“Life in the SOC” is a Blog Series that shares experiences of the BlueVoyant SOC defending against the current and prevalent attacks encountered by our clients. The blogs discuss successful detection, response and mitigation actions that can improve your defensive capabilities.
Check Point researchers have been analyzing the GuLoader remote access trojan (RAT) since early 2020. As the researchers looked closer and closer, they found various references, within the GuLoader code, to CloudEyE Protector. CloudEyE Protector is an anti reverse-engineering software service provided by an Italian company named CloudEyE.
From the company’s website, CloudEyE serves as security software designed to “[protect] windows applications from cracking, tampering, debugging, disassembling, dumping.” Check Point found links between CloudEyE to a binary protection service marketed on an EU domain, security code[.]eu, and to a hacking forum promoting a malware crypting service named DarkEyE. The service had been proffered on these forums as early as 2014.
The researchers also tied usernames and email addresses that pushed the DarkEyE service to one of CloudEyE’s founders. In their report, Check Point lists multiple links between GuLoader, DarkEyE and CloudEyE. They concluded that CloudEyE was used as a front or possible path to legitimize their nefarious work. It was also determined that the company may have been able to build monthly revenue of $500K USD for their work.

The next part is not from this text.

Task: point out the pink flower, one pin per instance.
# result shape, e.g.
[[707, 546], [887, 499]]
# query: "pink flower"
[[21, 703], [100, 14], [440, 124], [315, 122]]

In a different report published by CitizenLab journalists in early June, a hack-for-hire group named Dark Basin was outed for its illegitimate activities spanning 7 years that affected thousands of people and organizations across the globe. The highly detailed and thorough work of the CitizenLab journalists laid out several connections between the Dark Basin operations and an India-based technology company named BellTroX InfoTech Services. The Google Threat Analysis Group researchers indicate they registered an increase in activity from several India-based companies pushing coronavirus-themed phishing emails.
In conclusion, these two stories underscore that private, legitimate-looking companies are likely to remain within the threat landscape; it is imperative that security professionals keep their eyes open to the range of bad actors, regardless of the form they may take.